The sweatboxes were iron cauldrons of human pain set in concrete on Camp A, where Leadbelly, Robert Pete Williams, Hogman Matthew Maxey, and Guitar Welch did their time. Convicts who passed out on work details were stretched on anthills. Trusty guards, mounted on horseback and armed with chopped-down double-barreled shotguns, had to serve the time of any inmate they let escape. There was a high attrition rate among convicts who tried to run.

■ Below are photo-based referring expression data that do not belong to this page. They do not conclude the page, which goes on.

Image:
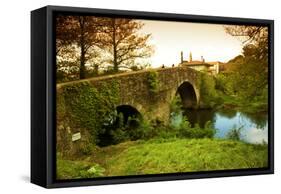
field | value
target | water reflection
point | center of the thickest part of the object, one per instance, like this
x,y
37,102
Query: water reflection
x,y
254,127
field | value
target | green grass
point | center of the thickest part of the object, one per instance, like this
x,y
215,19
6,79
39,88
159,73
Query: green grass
x,y
184,155
67,169
165,156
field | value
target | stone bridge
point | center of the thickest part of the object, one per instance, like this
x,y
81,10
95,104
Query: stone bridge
x,y
137,97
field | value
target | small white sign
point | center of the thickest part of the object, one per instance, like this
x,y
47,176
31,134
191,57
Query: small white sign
x,y
76,136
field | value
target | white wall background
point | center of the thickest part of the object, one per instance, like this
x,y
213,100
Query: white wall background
x,y
15,94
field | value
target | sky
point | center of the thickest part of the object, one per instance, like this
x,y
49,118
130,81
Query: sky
x,y
207,40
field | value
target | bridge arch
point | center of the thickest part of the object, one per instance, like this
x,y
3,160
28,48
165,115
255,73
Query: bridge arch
x,y
188,94
130,115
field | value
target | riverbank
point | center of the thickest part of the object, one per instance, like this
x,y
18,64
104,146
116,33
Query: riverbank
x,y
234,103
164,156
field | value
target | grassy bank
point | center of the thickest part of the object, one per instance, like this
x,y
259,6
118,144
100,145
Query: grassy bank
x,y
165,156
234,103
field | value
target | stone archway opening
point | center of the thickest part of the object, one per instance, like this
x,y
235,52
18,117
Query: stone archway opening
x,y
187,94
128,116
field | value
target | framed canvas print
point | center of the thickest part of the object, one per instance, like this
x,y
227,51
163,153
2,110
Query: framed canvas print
x,y
126,96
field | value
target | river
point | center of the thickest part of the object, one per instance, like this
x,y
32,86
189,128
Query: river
x,y
254,127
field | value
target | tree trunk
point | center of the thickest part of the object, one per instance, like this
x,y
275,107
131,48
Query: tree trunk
x,y
82,47
115,65
82,62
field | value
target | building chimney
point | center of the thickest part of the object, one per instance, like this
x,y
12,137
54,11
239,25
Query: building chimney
x,y
202,59
190,57
181,57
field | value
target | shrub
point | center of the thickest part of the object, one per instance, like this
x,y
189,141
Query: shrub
x,y
234,133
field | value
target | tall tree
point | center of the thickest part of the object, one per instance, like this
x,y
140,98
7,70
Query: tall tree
x,y
124,42
256,36
82,31
250,70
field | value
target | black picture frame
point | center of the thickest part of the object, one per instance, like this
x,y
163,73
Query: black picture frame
x,y
43,92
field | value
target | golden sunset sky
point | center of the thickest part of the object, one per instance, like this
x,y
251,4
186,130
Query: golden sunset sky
x,y
207,40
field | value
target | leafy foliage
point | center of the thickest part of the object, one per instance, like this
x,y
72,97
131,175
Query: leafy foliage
x,y
80,97
153,81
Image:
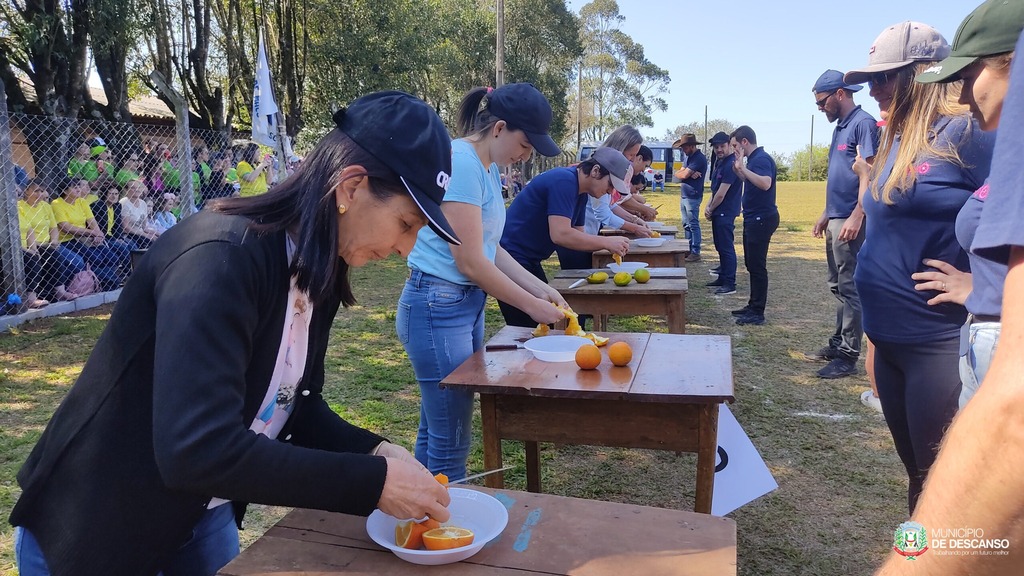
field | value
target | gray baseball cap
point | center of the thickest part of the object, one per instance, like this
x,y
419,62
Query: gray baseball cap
x,y
620,169
899,45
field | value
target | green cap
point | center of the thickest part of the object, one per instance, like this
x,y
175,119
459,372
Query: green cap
x,y
991,29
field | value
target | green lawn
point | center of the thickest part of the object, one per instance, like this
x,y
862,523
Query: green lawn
x,y
842,489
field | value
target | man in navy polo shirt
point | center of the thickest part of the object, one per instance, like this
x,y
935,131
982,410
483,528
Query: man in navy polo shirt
x,y
691,190
842,221
722,211
757,170
551,211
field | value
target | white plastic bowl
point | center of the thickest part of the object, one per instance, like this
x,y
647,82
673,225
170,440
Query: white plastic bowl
x,y
479,512
650,242
555,348
627,266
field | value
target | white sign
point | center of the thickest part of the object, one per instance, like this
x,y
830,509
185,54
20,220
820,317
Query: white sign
x,y
740,474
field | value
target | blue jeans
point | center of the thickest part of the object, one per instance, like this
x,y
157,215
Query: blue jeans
x,y
976,356
724,233
690,209
214,543
440,324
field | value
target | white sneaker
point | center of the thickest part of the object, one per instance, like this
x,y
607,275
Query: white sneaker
x,y
869,400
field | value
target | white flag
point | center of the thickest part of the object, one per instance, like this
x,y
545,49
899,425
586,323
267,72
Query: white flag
x,y
264,108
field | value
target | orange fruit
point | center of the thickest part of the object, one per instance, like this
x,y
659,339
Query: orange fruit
x,y
588,357
621,354
446,537
409,534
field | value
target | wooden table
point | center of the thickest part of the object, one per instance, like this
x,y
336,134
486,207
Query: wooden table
x,y
665,231
666,399
664,294
670,254
546,535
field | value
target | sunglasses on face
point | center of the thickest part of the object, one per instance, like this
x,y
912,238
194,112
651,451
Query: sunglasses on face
x,y
822,101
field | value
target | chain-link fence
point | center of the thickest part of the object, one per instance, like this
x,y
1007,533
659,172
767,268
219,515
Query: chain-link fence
x,y
81,198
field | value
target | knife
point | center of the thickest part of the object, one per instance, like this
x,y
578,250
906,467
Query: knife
x,y
476,476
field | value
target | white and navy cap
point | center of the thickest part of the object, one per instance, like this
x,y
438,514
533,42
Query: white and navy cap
x,y
407,135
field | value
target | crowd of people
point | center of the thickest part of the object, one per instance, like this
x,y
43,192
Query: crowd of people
x,y
78,234
920,243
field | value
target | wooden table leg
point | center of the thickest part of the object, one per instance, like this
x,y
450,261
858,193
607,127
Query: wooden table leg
x,y
532,466
677,316
492,442
707,451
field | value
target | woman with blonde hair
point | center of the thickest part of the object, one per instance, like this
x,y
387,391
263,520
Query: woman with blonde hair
x,y
932,157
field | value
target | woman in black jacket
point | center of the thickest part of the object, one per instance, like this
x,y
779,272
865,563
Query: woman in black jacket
x,y
205,388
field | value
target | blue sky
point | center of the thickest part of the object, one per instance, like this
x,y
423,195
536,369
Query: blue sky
x,y
755,62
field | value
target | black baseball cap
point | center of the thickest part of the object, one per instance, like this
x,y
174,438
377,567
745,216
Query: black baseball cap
x,y
407,135
522,107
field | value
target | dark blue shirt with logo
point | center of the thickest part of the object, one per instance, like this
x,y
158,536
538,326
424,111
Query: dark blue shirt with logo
x,y
724,174
696,162
555,193
760,203
919,224
987,277
842,190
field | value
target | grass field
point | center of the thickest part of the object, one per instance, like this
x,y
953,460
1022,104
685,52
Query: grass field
x,y
842,489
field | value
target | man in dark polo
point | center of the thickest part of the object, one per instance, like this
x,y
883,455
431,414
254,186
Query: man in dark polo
x,y
842,221
722,210
691,191
757,170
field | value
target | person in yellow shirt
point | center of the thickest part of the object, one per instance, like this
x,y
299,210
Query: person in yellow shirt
x,y
48,265
81,234
256,176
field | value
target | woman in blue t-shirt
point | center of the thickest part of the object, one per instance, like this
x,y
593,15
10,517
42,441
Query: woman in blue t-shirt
x,y
931,159
440,312
985,73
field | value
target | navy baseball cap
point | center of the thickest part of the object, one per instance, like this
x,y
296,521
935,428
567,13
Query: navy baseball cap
x,y
719,137
522,107
407,135
830,81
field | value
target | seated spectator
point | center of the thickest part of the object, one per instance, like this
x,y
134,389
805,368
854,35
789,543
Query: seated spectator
x,y
220,184
108,215
255,175
48,265
80,234
202,172
164,217
131,169
134,216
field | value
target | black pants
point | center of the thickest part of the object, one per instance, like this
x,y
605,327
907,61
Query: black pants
x,y
514,316
757,237
919,386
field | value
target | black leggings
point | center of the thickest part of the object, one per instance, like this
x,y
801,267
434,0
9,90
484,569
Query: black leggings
x,y
919,386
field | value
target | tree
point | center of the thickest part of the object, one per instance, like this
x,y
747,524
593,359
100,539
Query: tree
x,y
620,85
802,158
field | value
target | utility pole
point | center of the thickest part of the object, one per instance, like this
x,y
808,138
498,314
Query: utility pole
x,y
810,152
500,48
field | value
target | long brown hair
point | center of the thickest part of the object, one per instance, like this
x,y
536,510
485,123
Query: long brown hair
x,y
306,200
912,114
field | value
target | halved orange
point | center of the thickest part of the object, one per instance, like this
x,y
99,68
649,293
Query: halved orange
x,y
409,534
446,537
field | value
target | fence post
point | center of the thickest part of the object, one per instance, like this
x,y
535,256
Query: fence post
x,y
186,203
11,263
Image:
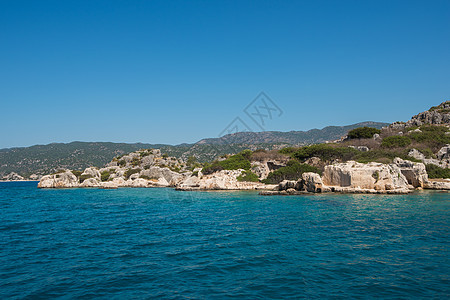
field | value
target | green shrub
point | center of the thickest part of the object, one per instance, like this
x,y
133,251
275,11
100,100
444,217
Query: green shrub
x,y
437,172
211,168
363,133
130,172
292,171
246,154
248,176
395,141
105,176
84,177
325,152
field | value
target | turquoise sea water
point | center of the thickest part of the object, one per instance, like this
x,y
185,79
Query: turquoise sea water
x,y
160,243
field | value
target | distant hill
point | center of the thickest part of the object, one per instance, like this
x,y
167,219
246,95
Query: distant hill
x,y
45,159
312,136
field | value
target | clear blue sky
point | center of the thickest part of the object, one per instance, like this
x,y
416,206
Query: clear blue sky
x,y
178,71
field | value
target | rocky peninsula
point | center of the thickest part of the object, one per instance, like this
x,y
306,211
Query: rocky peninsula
x,y
397,159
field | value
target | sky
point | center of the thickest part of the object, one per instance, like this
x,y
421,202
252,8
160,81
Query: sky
x,y
178,71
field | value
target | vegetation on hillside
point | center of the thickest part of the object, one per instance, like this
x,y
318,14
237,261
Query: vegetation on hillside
x,y
292,171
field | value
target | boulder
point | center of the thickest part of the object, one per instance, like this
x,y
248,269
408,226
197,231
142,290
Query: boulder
x,y
438,184
287,184
444,153
371,176
13,176
416,154
190,182
312,182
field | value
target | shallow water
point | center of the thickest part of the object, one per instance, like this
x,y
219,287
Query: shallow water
x,y
161,243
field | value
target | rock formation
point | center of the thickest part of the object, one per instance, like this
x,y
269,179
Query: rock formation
x,y
221,180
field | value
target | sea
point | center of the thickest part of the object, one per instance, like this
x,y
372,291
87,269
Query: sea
x,y
158,243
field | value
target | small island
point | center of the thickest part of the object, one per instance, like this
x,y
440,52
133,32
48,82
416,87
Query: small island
x,y
397,159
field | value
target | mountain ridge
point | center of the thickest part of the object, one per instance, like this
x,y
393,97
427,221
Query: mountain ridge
x,y
44,159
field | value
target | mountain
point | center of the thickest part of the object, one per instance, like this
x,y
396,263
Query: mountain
x,y
312,136
45,159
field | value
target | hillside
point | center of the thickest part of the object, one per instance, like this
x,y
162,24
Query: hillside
x,y
44,159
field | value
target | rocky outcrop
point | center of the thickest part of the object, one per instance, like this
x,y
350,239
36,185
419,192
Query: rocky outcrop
x,y
415,173
12,177
349,177
371,176
263,168
435,116
221,180
63,179
144,168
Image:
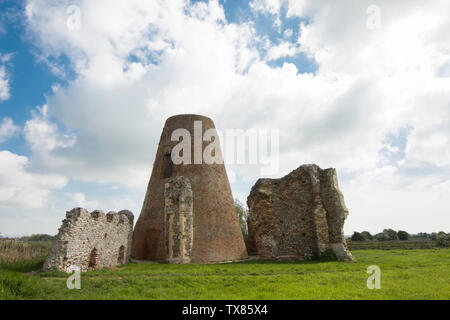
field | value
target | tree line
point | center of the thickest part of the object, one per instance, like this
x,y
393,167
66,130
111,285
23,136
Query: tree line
x,y
389,234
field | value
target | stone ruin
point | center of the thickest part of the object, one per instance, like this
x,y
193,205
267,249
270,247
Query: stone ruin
x,y
92,241
299,216
188,214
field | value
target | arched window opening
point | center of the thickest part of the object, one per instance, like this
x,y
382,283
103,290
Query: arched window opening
x,y
93,259
121,257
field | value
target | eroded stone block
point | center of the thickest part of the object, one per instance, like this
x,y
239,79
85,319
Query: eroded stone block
x,y
91,241
299,216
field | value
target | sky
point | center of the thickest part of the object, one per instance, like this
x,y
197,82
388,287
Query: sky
x,y
363,87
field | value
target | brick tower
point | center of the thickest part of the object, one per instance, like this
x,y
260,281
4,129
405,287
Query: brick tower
x,y
201,202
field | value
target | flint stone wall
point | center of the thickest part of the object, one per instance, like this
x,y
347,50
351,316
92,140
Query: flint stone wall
x,y
299,216
92,241
179,220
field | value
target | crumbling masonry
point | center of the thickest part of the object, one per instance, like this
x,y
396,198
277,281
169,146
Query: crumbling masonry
x,y
92,241
299,216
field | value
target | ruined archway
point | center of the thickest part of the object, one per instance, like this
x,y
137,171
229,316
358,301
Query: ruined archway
x,y
93,259
121,256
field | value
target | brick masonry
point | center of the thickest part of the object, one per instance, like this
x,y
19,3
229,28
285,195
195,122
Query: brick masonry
x,y
299,216
179,220
92,241
217,234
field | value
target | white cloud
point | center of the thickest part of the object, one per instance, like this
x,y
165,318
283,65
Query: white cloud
x,y
43,135
7,129
21,188
165,58
78,199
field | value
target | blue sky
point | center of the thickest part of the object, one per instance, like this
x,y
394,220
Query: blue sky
x,y
84,108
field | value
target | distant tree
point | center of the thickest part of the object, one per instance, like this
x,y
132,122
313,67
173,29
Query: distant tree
x,y
390,234
381,236
367,235
357,237
242,213
403,235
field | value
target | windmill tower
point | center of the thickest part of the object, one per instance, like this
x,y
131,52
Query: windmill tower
x,y
188,214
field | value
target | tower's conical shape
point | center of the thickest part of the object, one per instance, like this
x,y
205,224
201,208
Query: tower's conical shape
x,y
216,231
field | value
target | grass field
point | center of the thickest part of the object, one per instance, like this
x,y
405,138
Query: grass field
x,y
405,274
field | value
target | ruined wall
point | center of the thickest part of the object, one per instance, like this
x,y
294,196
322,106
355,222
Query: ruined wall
x,y
217,234
298,216
179,220
92,240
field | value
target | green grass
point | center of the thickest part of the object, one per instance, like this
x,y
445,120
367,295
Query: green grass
x,y
389,245
405,274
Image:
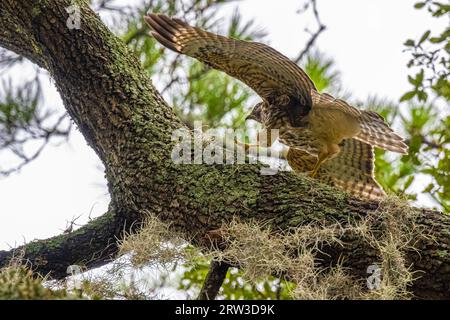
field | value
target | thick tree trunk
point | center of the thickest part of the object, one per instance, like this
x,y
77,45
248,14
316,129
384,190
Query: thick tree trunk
x,y
128,124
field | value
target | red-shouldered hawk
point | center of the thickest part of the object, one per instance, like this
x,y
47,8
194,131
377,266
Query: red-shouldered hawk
x,y
316,126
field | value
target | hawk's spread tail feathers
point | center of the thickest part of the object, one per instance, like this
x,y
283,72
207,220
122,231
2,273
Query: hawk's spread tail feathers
x,y
351,170
376,132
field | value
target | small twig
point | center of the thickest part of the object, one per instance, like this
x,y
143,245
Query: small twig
x,y
213,281
314,35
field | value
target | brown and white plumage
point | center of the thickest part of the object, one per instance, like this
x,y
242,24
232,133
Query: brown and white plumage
x,y
279,81
351,170
320,129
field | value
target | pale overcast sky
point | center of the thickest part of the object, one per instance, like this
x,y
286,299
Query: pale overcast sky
x,y
364,37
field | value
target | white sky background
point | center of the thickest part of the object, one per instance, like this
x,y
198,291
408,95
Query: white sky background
x,y
365,38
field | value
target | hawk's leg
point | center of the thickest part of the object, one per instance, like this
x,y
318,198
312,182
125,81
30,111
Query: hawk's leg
x,y
326,153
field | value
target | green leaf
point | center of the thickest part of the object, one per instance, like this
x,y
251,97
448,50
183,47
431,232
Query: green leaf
x,y
419,5
424,37
408,96
409,43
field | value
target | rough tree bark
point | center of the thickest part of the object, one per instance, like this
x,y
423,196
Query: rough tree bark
x,y
129,125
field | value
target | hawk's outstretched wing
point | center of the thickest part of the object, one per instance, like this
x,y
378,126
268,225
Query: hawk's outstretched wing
x,y
352,169
374,130
268,72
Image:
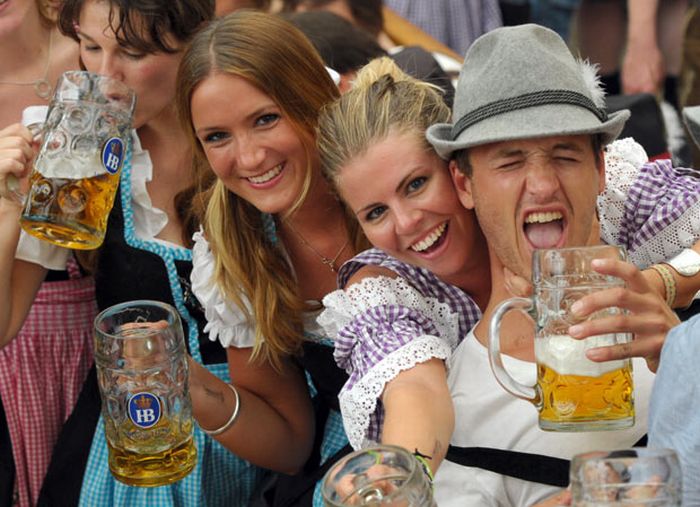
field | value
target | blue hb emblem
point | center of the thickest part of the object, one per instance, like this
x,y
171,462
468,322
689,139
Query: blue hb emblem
x,y
144,410
113,155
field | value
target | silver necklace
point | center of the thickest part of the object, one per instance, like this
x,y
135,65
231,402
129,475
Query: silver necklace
x,y
42,86
325,260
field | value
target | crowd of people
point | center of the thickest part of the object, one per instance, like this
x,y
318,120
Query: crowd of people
x,y
336,246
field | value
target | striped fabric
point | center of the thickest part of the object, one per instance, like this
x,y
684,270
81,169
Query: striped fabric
x,y
220,478
41,373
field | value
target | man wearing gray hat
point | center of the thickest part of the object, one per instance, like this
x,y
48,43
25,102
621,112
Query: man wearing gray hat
x,y
526,153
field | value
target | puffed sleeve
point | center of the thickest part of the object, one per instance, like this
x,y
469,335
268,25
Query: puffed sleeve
x,y
381,327
225,321
651,208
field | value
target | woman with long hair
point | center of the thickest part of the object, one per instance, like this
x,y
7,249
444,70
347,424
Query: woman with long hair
x,y
44,366
250,87
146,253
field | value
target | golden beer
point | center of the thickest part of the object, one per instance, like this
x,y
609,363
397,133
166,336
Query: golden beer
x,y
70,213
578,394
142,372
162,455
76,172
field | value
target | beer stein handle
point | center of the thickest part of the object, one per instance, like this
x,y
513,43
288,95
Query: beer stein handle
x,y
12,181
528,393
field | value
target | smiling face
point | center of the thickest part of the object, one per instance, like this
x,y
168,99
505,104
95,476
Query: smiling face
x,y
249,142
405,202
151,76
528,194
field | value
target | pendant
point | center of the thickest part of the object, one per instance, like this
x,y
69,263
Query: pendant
x,y
328,262
42,88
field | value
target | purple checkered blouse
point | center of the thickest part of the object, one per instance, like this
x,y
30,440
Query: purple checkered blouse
x,y
384,325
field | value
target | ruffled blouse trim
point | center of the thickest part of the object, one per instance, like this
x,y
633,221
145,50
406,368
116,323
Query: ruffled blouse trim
x,y
341,307
358,403
225,321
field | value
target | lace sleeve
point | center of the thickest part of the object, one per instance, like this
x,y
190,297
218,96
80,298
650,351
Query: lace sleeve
x,y
382,326
653,209
225,321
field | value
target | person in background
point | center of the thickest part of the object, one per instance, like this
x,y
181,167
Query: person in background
x,y
346,48
410,305
224,7
455,23
273,236
146,253
533,184
44,365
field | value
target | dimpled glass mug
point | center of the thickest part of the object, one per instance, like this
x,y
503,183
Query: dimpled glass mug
x,y
640,477
384,475
143,377
572,392
75,175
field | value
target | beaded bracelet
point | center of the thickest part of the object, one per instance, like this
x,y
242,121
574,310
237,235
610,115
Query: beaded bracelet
x,y
669,282
231,419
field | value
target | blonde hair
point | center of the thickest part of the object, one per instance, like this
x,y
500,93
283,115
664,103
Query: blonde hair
x,y
383,99
275,57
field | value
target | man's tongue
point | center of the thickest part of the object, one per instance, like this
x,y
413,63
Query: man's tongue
x,y
545,235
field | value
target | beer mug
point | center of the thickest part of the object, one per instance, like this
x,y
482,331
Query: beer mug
x,y
142,373
572,392
635,477
75,175
383,475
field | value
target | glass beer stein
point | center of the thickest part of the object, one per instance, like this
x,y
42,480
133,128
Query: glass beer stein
x,y
572,392
640,477
75,175
385,475
143,377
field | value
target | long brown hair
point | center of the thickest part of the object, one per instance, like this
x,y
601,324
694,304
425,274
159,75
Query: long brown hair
x,y
250,270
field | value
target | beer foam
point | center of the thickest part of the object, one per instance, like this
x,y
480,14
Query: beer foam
x,y
72,168
567,355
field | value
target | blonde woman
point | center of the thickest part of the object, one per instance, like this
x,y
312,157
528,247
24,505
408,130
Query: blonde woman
x,y
43,367
250,87
147,249
408,304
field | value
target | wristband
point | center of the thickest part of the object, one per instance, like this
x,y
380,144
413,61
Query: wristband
x,y
669,282
231,419
421,458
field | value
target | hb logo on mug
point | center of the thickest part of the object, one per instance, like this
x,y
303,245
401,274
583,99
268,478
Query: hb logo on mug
x,y
144,410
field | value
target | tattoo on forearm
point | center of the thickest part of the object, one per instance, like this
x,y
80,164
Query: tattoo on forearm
x,y
218,395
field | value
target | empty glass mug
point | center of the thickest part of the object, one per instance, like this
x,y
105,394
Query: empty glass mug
x,y
572,392
75,175
383,475
143,377
635,477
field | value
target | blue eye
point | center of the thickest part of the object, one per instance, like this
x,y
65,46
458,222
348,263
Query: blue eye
x,y
267,119
375,213
134,56
416,183
214,137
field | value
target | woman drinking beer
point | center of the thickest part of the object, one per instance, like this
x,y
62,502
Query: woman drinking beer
x,y
42,369
146,254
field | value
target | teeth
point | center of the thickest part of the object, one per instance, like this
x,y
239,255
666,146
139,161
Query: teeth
x,y
264,177
542,218
430,240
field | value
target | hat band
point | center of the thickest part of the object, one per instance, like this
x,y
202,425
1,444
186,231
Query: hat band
x,y
541,98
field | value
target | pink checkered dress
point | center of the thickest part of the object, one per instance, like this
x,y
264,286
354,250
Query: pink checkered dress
x,y
41,373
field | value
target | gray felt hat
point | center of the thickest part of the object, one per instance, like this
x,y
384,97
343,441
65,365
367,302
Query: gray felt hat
x,y
522,82
691,116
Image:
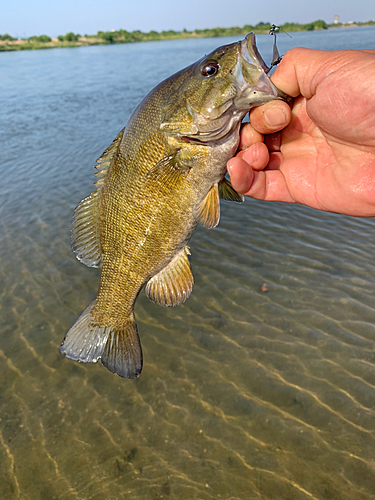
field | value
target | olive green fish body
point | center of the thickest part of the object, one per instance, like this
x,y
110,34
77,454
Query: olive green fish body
x,y
162,175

I sat at the kitchen table with Buttermilk Strunk, the curtains puffing in the breeze. His face was like a pie plate, his skin almost hairless, his eyes baby-blue, so pure in color they seemed incapable of moral doubt. His breath wheezed inside his massive chest, and he smelled of soap and talcum powder and the whiskey he drank from a jelly glass. His shirt was scissored off below his nipples, and the place where his liver was located looked as if a football had been sewn beneath the skin there. After he had retired from the prison, he had worked for five years for the state police. Whenever a convict ran, the state always called upon Buttermilk Strunk to bring him back. Buttermilk killed eight men and never returned a living convict to the prison system.

“Remember a guard named Legion, Cap? Maybe last name of Guidry?” I asked.

His eyes left mine uncertainly, then came back. “He worked at Camp I. That’s when it was half female,” he replied.

“Know much about him?”

“They run him off. Some of the colored girls said he was molesting them.”

“That’s all you recall about him?”

“Why you want to know?”

“I’ve had trouble with him.”

He started to take a drink from his jelly glass, then set it down. He got up from the table and poured his glass in the sink and rinsed it under the faucet.

“Did I say something wrong?” I asked.

“You read much of Scripture?”

“A bit.”

“Then you seen his name before. Don’t you drag that man into my life and don’t you tell nobody I was talking about him, either. You best be on your way, Mr. Robicheaux,” he said, his mouth puckered, his eyes steadfastly avoiding mine.